Cathy Costello, 58, of Edmond, is a businesswoman and former educator who said she felt driven to run for her husband’s office because she understands too well the impact of mental health problems in society, both personally and at a larger community and workforce scale. Costello said she did not want anyone’s vote because of the family tragedy, but neither would she avoid addressing it if asked.


“Nearly one in four people suffer from a mental health disorder in Oklahoma,” Costello said. “I realize that this is a central issue among our workers and mental health is a labor issue. Because of stigma, nobody will talk about it. … But work brings unity and identifies who you are. We want to make sure our workforce is healthy in both mind and body.”

Win or lose or draw, Costello said, she will continue to spearhead the issue in policymaking and public health services.

Osborn, 54, of Mustang, is a businesswoman as well as a state representative who made workforce development and wage protections a big part of her platform. Osborn served as chairwoman of the Appropriations and Budget Committee in 2017, during which she pushed for approval of tax and fee increases and was ousted for it July.

“The issue moving forward has always been safety for citizens and the workforce,” Osborn said when asked earlier Tuesday about carrying her campaign forward. “I want an open-door policy for every group that interacts with the Department of Labor to help make a better Oklahoma.”

Swinton, 54, of Norman, is an entrepreneurial inventor who also works at the U.S. Postal Service’s National Center for Employee Development. He could not be reached for comment Tuesday.
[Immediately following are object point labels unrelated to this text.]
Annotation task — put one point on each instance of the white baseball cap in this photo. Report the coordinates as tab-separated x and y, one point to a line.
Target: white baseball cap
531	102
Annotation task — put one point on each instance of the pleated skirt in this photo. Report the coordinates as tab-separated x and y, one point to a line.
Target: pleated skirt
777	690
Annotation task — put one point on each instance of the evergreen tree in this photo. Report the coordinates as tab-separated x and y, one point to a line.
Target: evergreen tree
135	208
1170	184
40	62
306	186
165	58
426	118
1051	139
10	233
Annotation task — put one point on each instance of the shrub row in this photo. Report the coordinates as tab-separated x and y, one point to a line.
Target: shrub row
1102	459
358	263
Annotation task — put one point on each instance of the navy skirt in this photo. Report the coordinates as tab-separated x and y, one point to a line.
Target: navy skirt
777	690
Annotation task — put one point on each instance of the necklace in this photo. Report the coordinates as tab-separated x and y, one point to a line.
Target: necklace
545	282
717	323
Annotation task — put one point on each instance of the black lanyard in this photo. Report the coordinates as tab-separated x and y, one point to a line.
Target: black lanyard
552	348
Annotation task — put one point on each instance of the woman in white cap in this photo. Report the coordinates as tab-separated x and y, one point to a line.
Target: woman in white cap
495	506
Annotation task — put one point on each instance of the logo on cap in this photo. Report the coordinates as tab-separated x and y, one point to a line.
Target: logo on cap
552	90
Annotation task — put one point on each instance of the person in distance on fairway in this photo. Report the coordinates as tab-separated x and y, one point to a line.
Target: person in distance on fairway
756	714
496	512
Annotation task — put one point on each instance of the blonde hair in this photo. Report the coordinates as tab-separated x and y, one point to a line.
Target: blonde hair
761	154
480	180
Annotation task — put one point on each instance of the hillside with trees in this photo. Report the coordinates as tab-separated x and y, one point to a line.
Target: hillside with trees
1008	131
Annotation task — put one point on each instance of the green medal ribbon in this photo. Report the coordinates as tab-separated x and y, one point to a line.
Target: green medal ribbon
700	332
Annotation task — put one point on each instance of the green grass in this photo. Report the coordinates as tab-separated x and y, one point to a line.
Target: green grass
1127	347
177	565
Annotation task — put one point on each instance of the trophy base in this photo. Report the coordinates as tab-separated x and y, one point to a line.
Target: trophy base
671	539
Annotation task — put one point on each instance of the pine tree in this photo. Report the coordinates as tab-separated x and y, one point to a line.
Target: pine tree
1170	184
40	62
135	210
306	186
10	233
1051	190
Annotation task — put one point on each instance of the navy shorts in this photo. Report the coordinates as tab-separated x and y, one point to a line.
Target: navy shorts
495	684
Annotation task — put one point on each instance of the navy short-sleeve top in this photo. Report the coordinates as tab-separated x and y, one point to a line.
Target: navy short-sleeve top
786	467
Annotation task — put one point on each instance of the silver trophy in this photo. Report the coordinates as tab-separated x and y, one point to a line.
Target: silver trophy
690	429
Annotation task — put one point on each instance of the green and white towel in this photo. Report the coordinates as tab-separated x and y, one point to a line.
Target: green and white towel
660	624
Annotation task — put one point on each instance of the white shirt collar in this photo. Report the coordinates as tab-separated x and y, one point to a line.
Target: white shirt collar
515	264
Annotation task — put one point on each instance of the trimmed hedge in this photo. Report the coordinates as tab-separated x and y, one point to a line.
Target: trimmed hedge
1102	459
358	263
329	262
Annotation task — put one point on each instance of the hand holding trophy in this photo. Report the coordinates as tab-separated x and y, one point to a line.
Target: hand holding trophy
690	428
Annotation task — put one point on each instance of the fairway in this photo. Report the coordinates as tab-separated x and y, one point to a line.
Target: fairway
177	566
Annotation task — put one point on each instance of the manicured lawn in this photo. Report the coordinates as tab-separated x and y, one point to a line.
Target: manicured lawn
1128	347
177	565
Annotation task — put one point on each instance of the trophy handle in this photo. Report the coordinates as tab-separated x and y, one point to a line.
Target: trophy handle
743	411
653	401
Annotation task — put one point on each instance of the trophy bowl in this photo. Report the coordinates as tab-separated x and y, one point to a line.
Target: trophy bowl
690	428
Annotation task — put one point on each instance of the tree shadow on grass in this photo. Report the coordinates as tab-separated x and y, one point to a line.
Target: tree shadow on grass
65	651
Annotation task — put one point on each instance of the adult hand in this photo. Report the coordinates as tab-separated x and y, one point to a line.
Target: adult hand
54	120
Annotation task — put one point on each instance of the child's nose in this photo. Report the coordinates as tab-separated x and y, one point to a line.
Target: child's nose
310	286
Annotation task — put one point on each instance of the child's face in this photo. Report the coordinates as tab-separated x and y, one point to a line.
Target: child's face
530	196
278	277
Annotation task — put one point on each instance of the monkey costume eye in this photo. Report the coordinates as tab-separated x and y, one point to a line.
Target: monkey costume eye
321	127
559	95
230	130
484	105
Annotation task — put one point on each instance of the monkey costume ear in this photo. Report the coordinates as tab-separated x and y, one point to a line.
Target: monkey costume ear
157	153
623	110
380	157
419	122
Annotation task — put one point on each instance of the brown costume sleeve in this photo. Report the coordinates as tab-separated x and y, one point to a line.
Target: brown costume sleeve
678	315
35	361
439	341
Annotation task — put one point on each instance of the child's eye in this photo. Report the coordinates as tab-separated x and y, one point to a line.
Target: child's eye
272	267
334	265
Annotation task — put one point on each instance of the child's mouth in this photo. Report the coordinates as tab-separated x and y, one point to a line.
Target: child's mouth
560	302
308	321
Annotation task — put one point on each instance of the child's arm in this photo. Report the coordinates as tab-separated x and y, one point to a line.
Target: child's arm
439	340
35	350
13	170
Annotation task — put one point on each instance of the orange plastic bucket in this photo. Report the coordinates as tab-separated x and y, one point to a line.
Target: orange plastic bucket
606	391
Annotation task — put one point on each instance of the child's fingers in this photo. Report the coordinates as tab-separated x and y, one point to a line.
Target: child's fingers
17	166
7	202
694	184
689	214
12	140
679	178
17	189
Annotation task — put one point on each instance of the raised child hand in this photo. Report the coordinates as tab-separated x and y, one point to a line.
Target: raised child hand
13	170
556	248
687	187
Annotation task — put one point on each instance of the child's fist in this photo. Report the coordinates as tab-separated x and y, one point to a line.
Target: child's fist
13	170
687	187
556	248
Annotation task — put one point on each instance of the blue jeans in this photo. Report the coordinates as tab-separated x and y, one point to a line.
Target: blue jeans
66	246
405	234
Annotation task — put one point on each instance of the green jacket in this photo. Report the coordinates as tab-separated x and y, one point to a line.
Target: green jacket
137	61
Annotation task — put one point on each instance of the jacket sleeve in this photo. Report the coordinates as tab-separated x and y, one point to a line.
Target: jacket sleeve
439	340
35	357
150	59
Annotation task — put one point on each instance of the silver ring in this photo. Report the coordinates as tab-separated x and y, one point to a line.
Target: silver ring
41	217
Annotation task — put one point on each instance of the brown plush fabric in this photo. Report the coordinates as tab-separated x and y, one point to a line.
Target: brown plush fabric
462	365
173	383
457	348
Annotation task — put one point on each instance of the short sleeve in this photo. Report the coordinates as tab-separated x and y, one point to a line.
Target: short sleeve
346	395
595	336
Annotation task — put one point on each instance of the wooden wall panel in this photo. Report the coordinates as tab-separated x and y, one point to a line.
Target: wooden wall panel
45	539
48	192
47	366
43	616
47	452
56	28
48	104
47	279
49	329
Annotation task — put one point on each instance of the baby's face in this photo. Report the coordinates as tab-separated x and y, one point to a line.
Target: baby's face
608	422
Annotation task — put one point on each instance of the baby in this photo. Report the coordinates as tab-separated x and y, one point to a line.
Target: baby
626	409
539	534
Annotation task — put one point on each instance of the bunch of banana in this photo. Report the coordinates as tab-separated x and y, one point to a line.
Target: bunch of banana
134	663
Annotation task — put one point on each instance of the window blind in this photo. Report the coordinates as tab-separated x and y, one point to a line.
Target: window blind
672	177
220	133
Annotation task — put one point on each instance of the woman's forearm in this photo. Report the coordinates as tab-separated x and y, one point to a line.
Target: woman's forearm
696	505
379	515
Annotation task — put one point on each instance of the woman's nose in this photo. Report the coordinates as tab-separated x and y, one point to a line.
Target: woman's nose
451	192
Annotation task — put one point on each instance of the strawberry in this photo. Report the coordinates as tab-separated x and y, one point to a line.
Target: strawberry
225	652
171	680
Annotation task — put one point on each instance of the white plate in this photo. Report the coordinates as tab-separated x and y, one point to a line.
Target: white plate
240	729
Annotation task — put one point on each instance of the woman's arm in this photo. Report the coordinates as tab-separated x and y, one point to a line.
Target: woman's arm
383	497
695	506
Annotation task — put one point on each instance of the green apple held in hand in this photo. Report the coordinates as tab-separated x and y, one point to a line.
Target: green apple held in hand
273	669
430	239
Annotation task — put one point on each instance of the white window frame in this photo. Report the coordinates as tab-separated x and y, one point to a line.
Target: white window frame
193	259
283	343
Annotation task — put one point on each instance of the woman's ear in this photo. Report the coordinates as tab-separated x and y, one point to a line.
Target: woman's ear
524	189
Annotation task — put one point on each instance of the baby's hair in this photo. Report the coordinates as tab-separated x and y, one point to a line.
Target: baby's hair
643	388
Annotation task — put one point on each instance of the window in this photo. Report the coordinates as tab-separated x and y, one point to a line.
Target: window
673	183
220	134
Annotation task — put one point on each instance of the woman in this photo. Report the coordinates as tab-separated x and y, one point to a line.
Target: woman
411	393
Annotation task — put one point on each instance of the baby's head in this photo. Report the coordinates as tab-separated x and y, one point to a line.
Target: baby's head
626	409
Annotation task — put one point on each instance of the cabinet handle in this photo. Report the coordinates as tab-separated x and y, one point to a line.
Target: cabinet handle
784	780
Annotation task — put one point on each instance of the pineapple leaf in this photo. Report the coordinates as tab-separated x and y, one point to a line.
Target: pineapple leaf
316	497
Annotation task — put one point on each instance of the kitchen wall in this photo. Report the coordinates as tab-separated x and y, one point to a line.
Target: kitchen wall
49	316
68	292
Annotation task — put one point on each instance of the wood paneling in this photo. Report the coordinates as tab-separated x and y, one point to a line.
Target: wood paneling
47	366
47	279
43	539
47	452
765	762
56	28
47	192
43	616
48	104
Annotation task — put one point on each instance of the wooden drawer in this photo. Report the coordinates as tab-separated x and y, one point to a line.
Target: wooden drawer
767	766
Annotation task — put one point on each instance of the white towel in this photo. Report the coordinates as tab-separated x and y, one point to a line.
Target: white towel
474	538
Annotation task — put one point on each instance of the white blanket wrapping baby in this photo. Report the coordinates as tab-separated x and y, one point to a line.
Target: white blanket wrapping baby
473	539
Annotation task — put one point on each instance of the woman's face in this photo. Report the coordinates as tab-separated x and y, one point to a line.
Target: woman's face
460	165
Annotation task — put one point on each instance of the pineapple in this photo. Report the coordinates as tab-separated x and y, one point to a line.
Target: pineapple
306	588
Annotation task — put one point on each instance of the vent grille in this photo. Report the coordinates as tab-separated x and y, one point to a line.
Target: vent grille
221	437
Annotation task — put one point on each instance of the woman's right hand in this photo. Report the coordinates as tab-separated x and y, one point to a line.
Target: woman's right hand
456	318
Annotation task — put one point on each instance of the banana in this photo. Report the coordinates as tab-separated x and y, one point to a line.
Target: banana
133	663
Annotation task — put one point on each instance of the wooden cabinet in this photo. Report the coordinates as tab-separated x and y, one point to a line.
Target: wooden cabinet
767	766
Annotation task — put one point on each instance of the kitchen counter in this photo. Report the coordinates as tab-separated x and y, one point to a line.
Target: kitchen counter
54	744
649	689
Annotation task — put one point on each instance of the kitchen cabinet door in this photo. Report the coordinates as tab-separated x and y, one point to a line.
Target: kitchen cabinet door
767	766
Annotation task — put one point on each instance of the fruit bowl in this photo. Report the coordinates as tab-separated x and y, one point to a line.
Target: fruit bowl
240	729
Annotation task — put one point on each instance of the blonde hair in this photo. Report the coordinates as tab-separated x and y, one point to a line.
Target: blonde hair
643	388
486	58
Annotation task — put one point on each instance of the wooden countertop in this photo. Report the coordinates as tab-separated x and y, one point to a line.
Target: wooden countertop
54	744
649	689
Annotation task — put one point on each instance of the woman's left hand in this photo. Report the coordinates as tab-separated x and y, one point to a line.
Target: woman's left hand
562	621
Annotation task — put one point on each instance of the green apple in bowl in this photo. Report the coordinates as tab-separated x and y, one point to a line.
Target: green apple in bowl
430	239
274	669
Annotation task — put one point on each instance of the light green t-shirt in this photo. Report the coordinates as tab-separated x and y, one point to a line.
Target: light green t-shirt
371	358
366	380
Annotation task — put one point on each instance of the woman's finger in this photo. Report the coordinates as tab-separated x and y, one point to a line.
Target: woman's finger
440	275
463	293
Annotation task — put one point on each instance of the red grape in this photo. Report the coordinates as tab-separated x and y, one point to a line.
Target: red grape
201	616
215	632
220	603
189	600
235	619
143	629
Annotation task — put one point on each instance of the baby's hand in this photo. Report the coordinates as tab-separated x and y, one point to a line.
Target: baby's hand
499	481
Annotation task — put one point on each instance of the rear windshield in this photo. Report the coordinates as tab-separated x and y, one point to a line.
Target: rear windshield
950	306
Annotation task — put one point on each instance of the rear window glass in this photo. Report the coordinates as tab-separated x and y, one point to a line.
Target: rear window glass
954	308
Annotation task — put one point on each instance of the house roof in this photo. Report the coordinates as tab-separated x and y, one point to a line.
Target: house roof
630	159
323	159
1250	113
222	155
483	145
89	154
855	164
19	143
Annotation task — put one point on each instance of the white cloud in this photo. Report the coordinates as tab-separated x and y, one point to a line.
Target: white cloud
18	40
On the Democratic side of the race, Mis-soum, 30, of Tulsa, is an engineer and businessman. Dorrell, 63, of Broken Arrow, is a human resources labor specialist and business and human resources teacher at Tulsa Community College. Neither candidate could be reached for comment.

The goal of the Labor Department outlined in state statutes is to foster, promote, and develop the welfare of the wage earners, improve working conditions and advance opportunities for profitable employment.